どうやら、私立高校の出願の際に提出する、調査書とかいう書類が原因である。それには学校の成績だけではなく、委員会や行事の取り組み、生活態度などを書く欄があり、それについて言い争っていたのだ。
調査書には教員が必要事項を記入するが、相手側の高校には生徒自身の手で提出する場合がある。記入された書類は一旦生徒の手に渡るため、その中身を見ることが出来ないように封がされるのが通例であった。
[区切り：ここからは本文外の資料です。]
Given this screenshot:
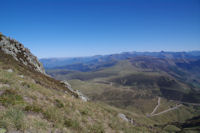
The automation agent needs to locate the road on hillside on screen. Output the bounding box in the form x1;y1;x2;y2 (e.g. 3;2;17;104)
151;97;161;116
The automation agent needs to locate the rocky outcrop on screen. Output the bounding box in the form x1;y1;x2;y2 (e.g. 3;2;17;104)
61;80;89;102
0;33;45;74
しかしその生徒はその封筒を光で透かして中の文字を読み取ったのだ。
その内容は決してその生徒を褒めるようなものではなく、生徒の問題行動を並び立て、高校側がその生徒を入学させるのを躊躇させるような、ひどい文章が書かれていた。
自分の悪口ともとれる内容を書かれていることにその生徒は腹を立て、それを書き直すように求めたが、岡吉は逆ギレしたあげく職員室に逃げ込むと、二度とその姿を教室に現さなかった。
そんなくだらないことが続き、蓮は高校へ行きたいという気持ちが完全に薄れてしまった。それにアホな教員のご機嫌をとって、恩着せがましく調査書を書いてもらうのは、ひたすら気持ちが悪い。高校に行っても特にやりたいことも考えられない。全てが自分にとっては時間の無駄にしか感じられなかった。
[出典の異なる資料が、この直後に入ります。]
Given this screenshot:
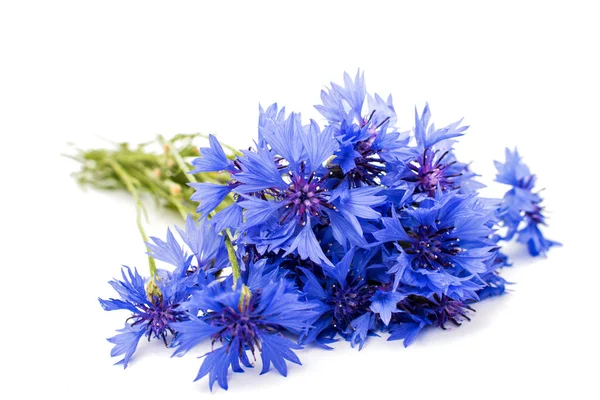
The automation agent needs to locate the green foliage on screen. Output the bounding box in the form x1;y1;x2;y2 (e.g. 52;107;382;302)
68;133;234;219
高校に行かなくていいと決めた原因は、進学に意味がないと思っただけではなく、蓮には両親がいないという現実も一つの大きな原因ではある。
母親は、蓮が小学校に上がって間もない頃病気で死んでしまった。父親は、母が亡くなった頃から海外出張で家を空けることが多くなり、数年前に外国で仕事の最中に事件に巻き込まれてしまい帰らぬ人となってしまった。
残されたのは、蓮と祖母のとり江の二人だけであり、自分としてはできるだけ祖母の金銭的な負担を減らしたいという思いもあったのだ。
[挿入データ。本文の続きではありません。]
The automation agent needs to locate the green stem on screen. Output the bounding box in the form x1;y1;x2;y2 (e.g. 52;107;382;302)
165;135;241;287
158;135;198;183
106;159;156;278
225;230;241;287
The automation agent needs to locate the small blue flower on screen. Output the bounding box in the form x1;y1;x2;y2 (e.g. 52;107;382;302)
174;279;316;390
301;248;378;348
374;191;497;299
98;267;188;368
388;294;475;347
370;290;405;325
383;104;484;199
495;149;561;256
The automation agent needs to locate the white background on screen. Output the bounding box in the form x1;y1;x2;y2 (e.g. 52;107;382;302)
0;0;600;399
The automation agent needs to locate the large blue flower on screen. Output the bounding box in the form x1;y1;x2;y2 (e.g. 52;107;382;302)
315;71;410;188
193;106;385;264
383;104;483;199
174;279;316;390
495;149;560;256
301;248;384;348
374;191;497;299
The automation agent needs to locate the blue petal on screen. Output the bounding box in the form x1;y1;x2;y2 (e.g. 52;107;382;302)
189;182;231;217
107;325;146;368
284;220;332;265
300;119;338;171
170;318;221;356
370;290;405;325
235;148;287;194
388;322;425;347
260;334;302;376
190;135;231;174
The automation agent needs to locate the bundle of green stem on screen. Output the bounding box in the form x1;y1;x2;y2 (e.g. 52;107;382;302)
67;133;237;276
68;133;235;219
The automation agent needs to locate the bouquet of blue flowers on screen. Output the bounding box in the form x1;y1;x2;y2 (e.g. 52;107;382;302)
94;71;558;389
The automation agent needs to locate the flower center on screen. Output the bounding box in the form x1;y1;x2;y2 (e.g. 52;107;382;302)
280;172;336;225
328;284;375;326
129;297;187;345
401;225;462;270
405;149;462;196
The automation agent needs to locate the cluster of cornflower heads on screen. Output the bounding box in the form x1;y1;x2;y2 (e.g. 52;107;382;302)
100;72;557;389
そんな状況が一変したのは、卒業式も終わり三月も下旬に差し掛かろうとしていた頃だ。
その日蓮が家に帰ると、とり江から高校の入学手続きが済まされた書類を見せられた。
高校進学を早々に諦めていた孫娘の状況を見てさすがにこれはまずいと思ったのか、普段は怖いくらい放任主義である祖母が裏で動いていたのだ。何やら昔のつてを頼って私立高校の入学枠を確保し、蓮の知らない間に手続きを済ませていたらしい。
「高校ぐらいは卒業してね。そうでなきゃ、息子に顔向けできないよ」と祖母は寂しそうに話した。
そんなとり江の顔を見るのは蓮は初めてであった。
その時ようやく祖母も自分と同じかそれ以上に父がいなくなって悲しんでいるのだ、と蓮は気づくことができた。